Przez kilka tygodni przedstawiciele Kościoła utrzymywali, że nie są stroną sporu o obecność krzyża na Krakowskim Przedmieściu. Uważali, że to wyłącznie konflikt polityczny. Nie reagowali na apele szefa Kancelarii Prezydenta Jacka Michałowskiego, który po nieudanej próbie przeniesienia krzyża 3 sierpnia parokrotnie prosił, by sprawą zajął się Kościół. "Nie można oczekiwać, by abp Kazimierz Nycz za prezydenta Bronisława Komorowskiego wyciągał z ognia rozżarzone węgle" - można było usłyszeć wśród osób bliskich warszawskiemu metropolicie.

Sytuacja zmieniła się jednak po zeszłotygodniowym happeningu kilku tysięcy młodzieży, której głównym hasłem było "Krzyż do kościoła". Nagle okazało się, że spór o krzyż może być początkiem wielkiej debaty o rolę Kościoła w Polsce, a nawet początkiem silnego ruchu antyklerykalnego. W czwartek trzej biskupi stanowiący prezydium Konferencji Episkopatu Polski oraz metropolita warszawski zaapelowali o umożliwienie przeniesienia krzyża, równocześnie dodając: "Krzyż nie może być "zakładnikiem" w słusznej sprawie upamiętnienia miejsca modlitwy Polaków oraz wszystkich ofiar smoleńskiej katastrofy". Jednak ten apel został zignorowany przez tzw. obrońców krzyża, a niektórzy z nich przed kamerami lekceważąco wypowiadali się o hierarchach ("jeden ksiądz arcybiskup nie stanowi całego Kościoła").

"Na sporze wokół krzyża z Krakowskiego Przedmieścia stracili wszyscy, a najwięcej Kościół, który zawsze przegrywa na grzechu swoich dzieci. Niezależnie od tego, czy są zwolennikami PO, PiS-u, czy jakiejkolwiek innej partii" - napisał w najnowszym komentarzu redakcyjnym szef tygodnika "Gość Niedzielny" ks. Marek Gancarczyk. Ta refleksja pojawiała się również w wypowiedziach przywódców polskiego Kościoła.

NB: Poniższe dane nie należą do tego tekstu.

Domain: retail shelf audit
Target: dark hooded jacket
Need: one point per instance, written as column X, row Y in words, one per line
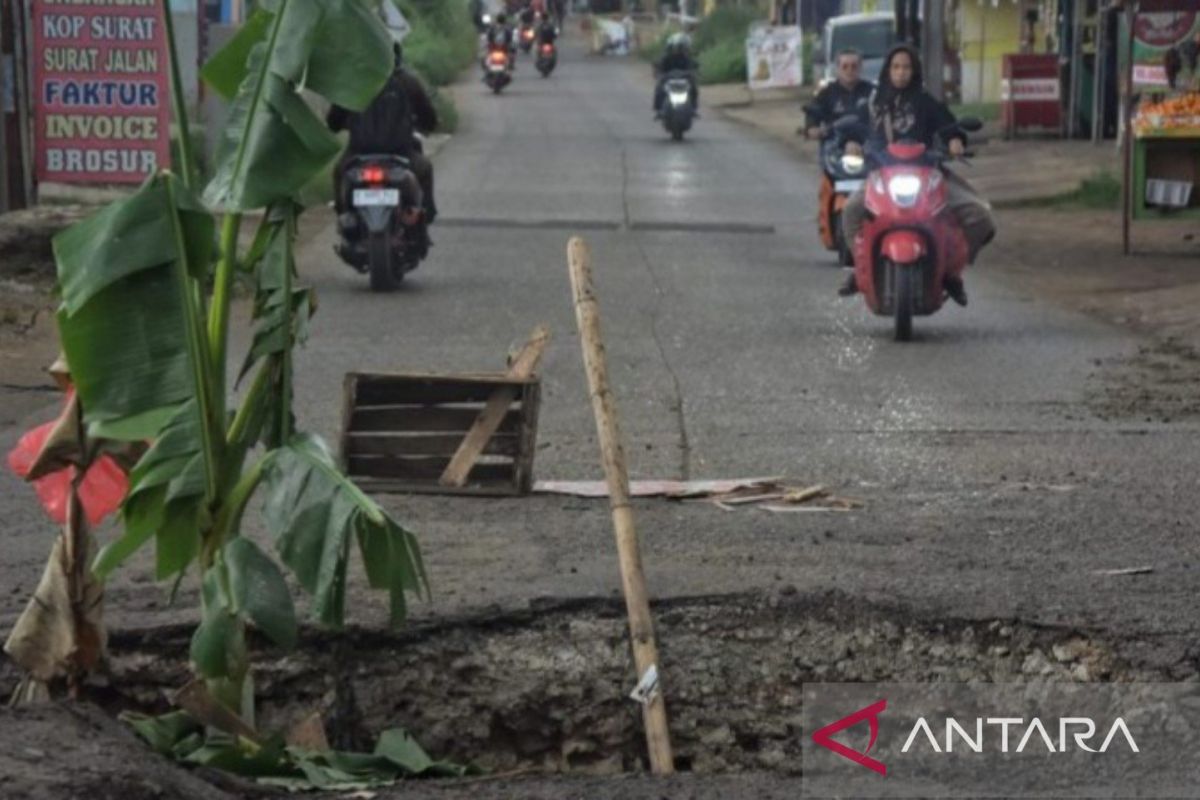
column 387, row 125
column 909, row 114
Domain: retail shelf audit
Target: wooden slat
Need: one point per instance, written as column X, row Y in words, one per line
column 424, row 469
column 474, row 444
column 397, row 486
column 436, row 444
column 400, row 390
column 425, row 417
column 531, row 404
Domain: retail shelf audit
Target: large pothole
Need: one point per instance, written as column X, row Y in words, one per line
column 547, row 689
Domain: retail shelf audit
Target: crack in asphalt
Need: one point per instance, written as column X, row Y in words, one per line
column 678, row 407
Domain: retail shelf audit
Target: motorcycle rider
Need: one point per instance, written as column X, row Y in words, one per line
column 846, row 95
column 388, row 126
column 547, row 32
column 676, row 58
column 528, row 16
column 901, row 109
column 499, row 35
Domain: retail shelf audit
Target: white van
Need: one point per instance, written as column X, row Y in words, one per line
column 873, row 35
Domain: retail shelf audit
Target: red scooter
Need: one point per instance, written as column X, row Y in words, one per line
column 910, row 244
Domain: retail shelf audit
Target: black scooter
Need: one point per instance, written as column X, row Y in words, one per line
column 678, row 109
column 383, row 229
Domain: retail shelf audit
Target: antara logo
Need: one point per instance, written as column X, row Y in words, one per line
column 1074, row 733
column 871, row 715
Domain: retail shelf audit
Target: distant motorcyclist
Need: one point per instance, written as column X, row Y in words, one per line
column 388, row 126
column 547, row 32
column 901, row 110
column 676, row 58
column 499, row 35
column 845, row 96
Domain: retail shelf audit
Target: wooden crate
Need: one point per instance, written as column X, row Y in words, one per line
column 399, row 432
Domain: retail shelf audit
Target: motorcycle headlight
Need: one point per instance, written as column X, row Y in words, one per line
column 904, row 190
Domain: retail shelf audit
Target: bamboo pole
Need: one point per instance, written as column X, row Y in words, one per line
column 641, row 625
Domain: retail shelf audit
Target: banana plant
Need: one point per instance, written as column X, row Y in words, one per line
column 147, row 286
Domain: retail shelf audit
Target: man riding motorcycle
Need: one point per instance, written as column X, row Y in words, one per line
column 847, row 95
column 499, row 35
column 547, row 32
column 676, row 58
column 388, row 126
column 901, row 109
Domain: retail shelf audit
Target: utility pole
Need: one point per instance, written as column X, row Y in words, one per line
column 4, row 125
column 934, row 47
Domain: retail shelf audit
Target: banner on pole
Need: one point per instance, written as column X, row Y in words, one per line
column 774, row 58
column 101, row 91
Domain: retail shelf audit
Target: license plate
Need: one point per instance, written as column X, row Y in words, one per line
column 377, row 197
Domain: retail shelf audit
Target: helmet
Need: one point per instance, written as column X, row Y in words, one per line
column 679, row 43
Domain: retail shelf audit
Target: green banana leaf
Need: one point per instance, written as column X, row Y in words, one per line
column 397, row 756
column 273, row 316
column 313, row 511
column 274, row 144
column 335, row 48
column 259, row 591
column 123, row 319
column 165, row 500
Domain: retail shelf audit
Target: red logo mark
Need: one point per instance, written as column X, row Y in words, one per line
column 871, row 714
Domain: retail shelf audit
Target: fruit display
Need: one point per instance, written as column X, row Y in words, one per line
column 1173, row 116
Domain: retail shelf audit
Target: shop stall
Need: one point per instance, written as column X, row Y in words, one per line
column 1162, row 142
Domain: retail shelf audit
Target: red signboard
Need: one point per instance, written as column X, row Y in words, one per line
column 101, row 90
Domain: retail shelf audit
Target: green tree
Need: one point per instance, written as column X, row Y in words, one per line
column 147, row 288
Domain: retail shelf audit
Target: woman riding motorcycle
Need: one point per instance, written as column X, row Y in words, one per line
column 676, row 58
column 901, row 110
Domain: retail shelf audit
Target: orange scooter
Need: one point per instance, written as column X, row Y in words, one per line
column 843, row 174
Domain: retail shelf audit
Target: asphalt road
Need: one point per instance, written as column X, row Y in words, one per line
column 991, row 487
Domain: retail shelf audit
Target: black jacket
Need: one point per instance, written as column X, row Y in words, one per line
column 835, row 101
column 502, row 36
column 676, row 62
column 913, row 116
column 387, row 125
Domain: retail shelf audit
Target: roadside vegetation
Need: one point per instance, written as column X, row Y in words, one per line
column 1102, row 191
column 185, row 461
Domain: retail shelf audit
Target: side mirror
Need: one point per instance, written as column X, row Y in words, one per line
column 847, row 124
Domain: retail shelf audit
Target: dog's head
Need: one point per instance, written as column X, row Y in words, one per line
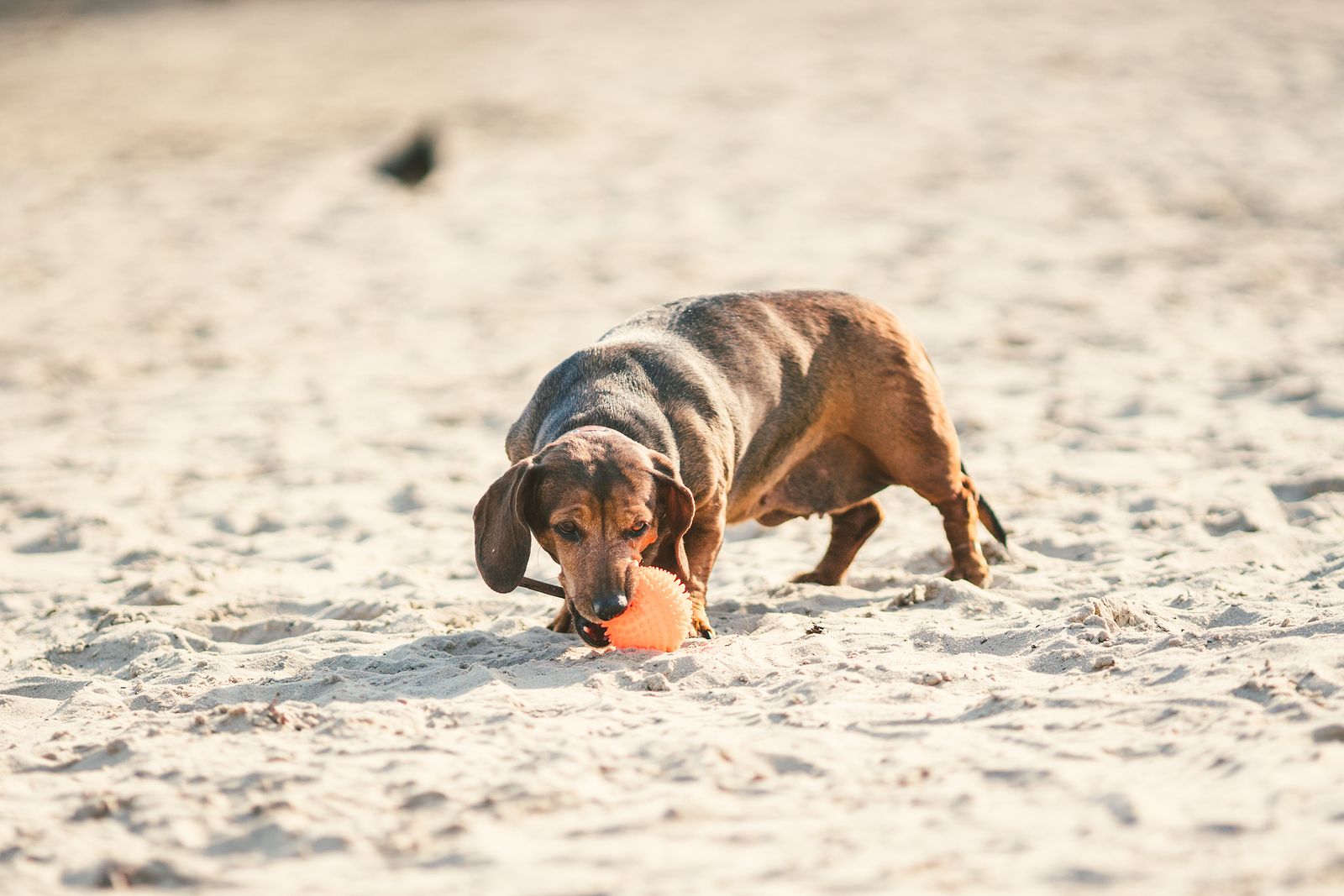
column 600, row 504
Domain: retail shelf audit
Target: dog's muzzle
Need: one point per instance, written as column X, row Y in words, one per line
column 593, row 634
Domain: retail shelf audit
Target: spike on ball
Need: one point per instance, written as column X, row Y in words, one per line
column 659, row 616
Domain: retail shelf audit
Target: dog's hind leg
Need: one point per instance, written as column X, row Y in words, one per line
column 956, row 501
column 850, row 528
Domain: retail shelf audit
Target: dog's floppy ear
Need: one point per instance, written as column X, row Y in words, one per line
column 503, row 537
column 676, row 504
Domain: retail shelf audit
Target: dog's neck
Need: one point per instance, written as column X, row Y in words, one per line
column 649, row 430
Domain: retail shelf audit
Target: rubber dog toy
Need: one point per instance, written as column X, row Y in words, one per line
column 659, row 616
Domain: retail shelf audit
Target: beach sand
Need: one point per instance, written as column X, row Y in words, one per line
column 250, row 392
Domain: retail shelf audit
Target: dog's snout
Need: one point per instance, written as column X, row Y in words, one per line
column 609, row 605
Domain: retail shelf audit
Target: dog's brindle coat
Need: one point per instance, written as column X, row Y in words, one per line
column 750, row 406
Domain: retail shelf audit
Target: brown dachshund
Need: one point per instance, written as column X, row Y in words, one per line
column 642, row 448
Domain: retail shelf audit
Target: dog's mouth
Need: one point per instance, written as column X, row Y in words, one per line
column 593, row 634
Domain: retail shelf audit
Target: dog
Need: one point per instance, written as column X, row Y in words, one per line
column 644, row 446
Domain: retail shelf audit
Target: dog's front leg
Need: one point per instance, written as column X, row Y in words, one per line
column 702, row 547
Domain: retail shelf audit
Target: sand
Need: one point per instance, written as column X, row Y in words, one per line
column 249, row 394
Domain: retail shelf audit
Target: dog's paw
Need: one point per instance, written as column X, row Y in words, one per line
column 701, row 626
column 817, row 577
column 974, row 574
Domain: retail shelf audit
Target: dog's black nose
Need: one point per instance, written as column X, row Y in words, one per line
column 609, row 606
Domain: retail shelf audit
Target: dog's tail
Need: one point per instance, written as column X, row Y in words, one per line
column 988, row 517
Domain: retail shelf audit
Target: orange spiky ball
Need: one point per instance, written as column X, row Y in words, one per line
column 659, row 616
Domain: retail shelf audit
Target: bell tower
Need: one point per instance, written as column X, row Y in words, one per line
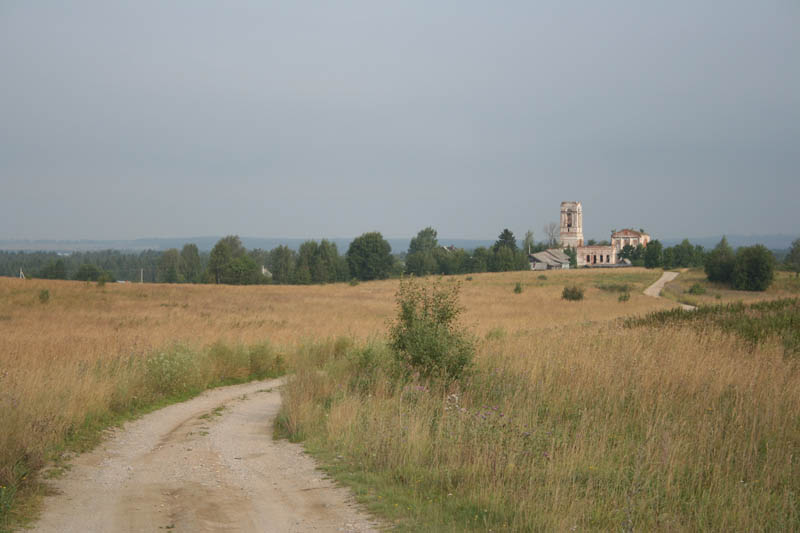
column 571, row 224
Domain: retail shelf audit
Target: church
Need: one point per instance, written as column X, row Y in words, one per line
column 595, row 255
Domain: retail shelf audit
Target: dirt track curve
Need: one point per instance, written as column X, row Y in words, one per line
column 654, row 290
column 192, row 467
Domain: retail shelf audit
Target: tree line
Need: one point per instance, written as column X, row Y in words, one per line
column 368, row 257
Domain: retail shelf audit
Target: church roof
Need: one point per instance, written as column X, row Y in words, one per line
column 627, row 233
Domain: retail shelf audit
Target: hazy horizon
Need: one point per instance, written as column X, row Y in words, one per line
column 151, row 119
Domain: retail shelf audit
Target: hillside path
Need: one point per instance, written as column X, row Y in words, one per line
column 654, row 290
column 192, row 467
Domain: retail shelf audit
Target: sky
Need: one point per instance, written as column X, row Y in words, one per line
column 121, row 120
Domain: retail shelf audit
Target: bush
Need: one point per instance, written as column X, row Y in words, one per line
column 573, row 293
column 264, row 362
column 697, row 289
column 719, row 263
column 753, row 269
column 426, row 338
column 172, row 372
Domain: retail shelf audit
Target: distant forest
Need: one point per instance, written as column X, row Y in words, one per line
column 368, row 256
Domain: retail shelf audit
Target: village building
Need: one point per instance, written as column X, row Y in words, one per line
column 597, row 255
column 553, row 259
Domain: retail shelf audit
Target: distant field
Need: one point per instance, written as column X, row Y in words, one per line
column 786, row 285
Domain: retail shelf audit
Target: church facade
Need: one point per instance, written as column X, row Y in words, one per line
column 605, row 255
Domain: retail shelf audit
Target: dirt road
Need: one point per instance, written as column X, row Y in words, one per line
column 654, row 290
column 208, row 464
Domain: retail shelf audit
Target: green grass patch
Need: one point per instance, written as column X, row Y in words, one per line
column 755, row 322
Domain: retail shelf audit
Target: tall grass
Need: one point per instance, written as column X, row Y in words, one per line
column 46, row 409
column 656, row 428
column 91, row 354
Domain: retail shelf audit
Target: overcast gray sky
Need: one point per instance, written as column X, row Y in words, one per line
column 324, row 119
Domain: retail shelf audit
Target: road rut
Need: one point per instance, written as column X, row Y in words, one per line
column 208, row 464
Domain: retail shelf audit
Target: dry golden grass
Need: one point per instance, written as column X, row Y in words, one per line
column 606, row 428
column 85, row 322
column 82, row 353
column 785, row 285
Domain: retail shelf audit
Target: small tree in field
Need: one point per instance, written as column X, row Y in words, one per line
column 426, row 337
column 793, row 259
column 719, row 263
column 754, row 268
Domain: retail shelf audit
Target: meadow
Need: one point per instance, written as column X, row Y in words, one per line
column 785, row 285
column 570, row 418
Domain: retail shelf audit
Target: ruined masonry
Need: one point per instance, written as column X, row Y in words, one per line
column 595, row 255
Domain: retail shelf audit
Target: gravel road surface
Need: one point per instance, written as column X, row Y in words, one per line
column 208, row 464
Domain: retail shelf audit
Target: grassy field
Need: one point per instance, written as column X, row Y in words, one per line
column 603, row 426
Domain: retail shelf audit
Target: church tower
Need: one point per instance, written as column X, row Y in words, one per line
column 571, row 224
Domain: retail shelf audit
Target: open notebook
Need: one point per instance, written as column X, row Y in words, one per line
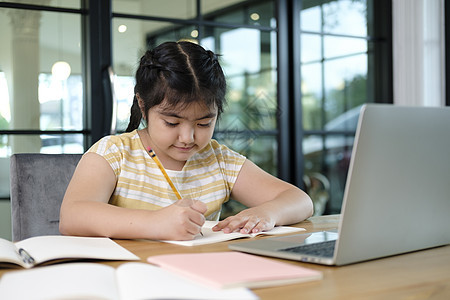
column 209, row 236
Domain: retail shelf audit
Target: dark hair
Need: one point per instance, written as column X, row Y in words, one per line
column 180, row 73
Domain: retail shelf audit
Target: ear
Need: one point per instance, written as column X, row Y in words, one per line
column 141, row 106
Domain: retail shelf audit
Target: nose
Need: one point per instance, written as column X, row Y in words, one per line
column 186, row 135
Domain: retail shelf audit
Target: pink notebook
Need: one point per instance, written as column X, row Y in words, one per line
column 234, row 269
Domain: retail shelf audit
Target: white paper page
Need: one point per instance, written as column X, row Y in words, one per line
column 145, row 281
column 65, row 281
column 210, row 236
column 44, row 248
column 8, row 252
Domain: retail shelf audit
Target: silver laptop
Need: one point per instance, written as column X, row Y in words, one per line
column 397, row 194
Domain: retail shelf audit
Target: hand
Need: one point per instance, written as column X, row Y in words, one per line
column 184, row 219
column 251, row 220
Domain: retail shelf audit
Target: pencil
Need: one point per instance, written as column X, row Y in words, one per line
column 161, row 167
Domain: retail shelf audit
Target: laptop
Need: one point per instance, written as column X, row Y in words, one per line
column 397, row 193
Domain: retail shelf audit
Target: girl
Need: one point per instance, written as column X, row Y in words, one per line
column 118, row 190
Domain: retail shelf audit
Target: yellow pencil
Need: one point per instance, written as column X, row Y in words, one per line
column 161, row 167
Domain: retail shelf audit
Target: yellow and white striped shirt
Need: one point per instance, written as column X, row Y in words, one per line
column 209, row 175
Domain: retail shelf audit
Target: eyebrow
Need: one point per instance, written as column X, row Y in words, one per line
column 175, row 115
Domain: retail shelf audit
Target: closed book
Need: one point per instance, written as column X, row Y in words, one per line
column 234, row 269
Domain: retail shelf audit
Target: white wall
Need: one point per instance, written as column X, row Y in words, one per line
column 418, row 52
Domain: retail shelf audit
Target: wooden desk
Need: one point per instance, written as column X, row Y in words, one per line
column 418, row 275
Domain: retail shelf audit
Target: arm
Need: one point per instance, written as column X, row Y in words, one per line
column 85, row 210
column 271, row 202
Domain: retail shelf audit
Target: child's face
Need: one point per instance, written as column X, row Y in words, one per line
column 177, row 133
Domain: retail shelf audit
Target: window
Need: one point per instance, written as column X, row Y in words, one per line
column 341, row 45
column 41, row 87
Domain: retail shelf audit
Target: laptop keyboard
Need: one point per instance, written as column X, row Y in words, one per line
column 323, row 249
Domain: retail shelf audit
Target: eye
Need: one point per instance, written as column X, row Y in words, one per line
column 204, row 125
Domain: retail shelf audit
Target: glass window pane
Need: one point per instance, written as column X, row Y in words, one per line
column 346, row 84
column 326, row 163
column 42, row 143
column 345, row 17
column 76, row 4
column 240, row 13
column 40, row 73
column 180, row 9
column 311, row 19
column 341, row 46
column 312, row 96
column 311, row 47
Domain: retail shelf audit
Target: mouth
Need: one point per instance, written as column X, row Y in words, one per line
column 184, row 148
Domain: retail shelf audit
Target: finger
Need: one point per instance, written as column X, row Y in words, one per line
column 236, row 224
column 199, row 206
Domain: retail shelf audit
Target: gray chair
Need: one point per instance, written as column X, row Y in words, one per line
column 38, row 183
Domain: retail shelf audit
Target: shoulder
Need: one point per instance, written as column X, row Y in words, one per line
column 120, row 141
column 221, row 153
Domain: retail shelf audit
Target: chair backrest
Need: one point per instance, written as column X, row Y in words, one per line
column 38, row 183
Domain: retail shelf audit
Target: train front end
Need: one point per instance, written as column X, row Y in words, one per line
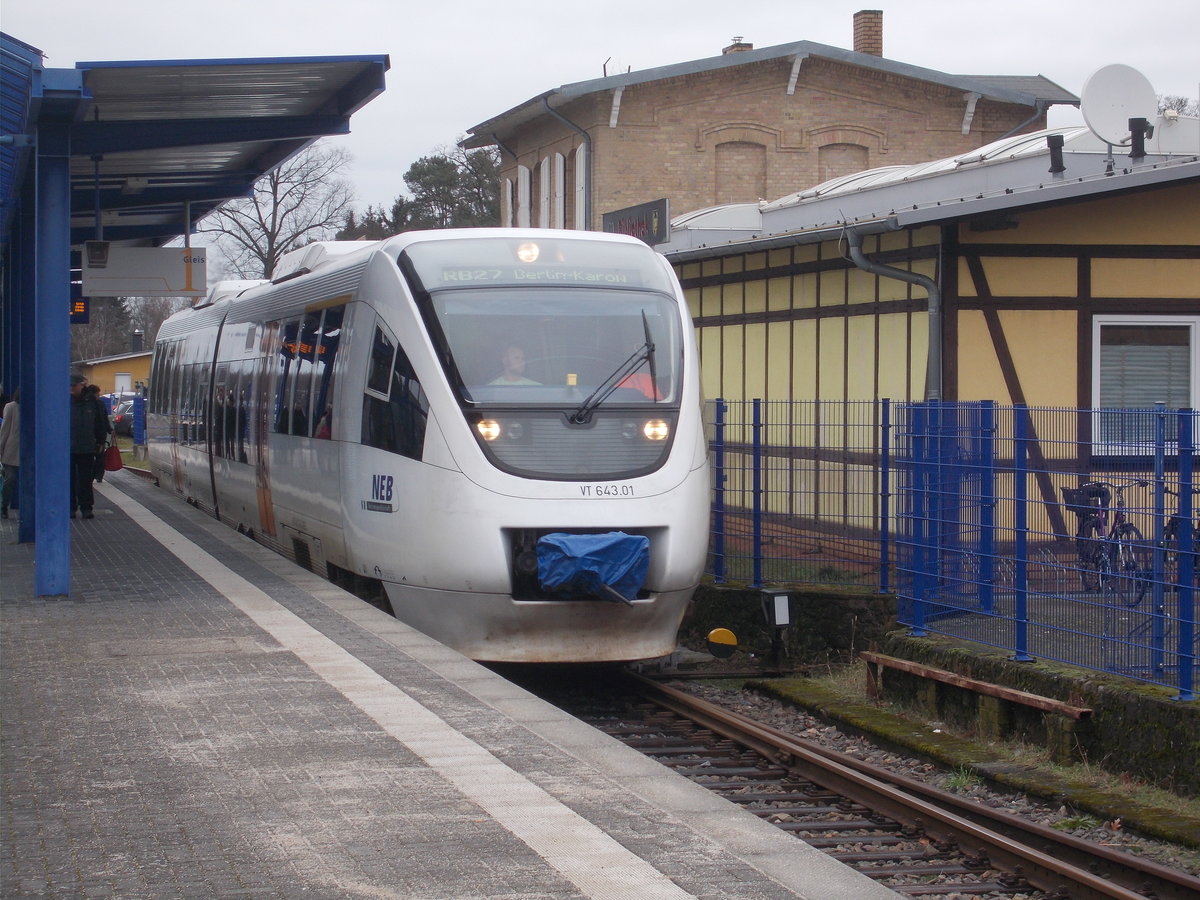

Występując wczoraj przed 100 tys. wiernych zgromadzonych na Jasnej Górze, abp Józef Kowalczyk apelował w homilii o zaprzestanie gorszącej manipulacji symbolem krzyża. - Pamiętajmy o tym, o czym mówił Jan Paweł II - brońmy się przed takim manipulowaniem symbolem krzyża; to nie ma nic wspólnego z prawym sumieniem katolickim, nic wspólnego z prawą, prawdziwą postawą chrześcijanina - mówił. Odpowiedzialnością za awantury na Krakowskim Przedmieściu hierarcha obarczył polityków, którzy zamiast budowania kompromisu "budują konflikty i wielorakie nieporozumienia, których nam w Polsce absolutnie nie potrzeba".

Chociaż nieoficjalnie wiadomo, że w podobnym duchu myśli kard. Stanisław Dziwisz, to jednak w sobotę krakowski metropolita wypowiadał się tak, by nie zrażać części wiernych sympatyzujących z działaniami pikietujących przed Pałacem Prezydenckim. - Walka z krzyżem i z ludźmi wierzącymi jest wielkim bezprawiem, a w Polsce dodatkowo brakiem pamięci o przeszłości i o miejscu krzyża w naszych narodowych dziejach - mówił kard. Stanisław Dziwisz podczas uroczystości odpustowych w Kalwarii Zebrzydowskiej. Metropolita wezwał polityków, by skorzystali z kompromisowych propozycji zawartych w czwartkowym oświadczeniu biskupów.

W zbliżony sposób wypowiadał się wczoraj w Gdańsku również abp Sławoj Leszek Głódź, znany ze swojej przychylności dla środowisk związanych z PiS. Z jednej strony poparł on żądania protestujących przed Pałacem Prezydenckim ("Naród oczekuje narodowego pomnika, godnego pomnika w godnym miejscu w stolicy"). Jednak z drugiej strony poparł wezwania biskupów o przeniesienie krzyża. - To apel w trosce o cześć krzyża, o jego godność, o jego świętość narażoną na prześmiewcze ataki, na bluźnierstwa, dzieło tzw. obrońców tolerancji. Apel o pomnik ofiar smoleńskiej tragedii, godny ich ofiary, ich służby dla najjaśniejszej Rzeczypospolitej - mówił metropolita gdański.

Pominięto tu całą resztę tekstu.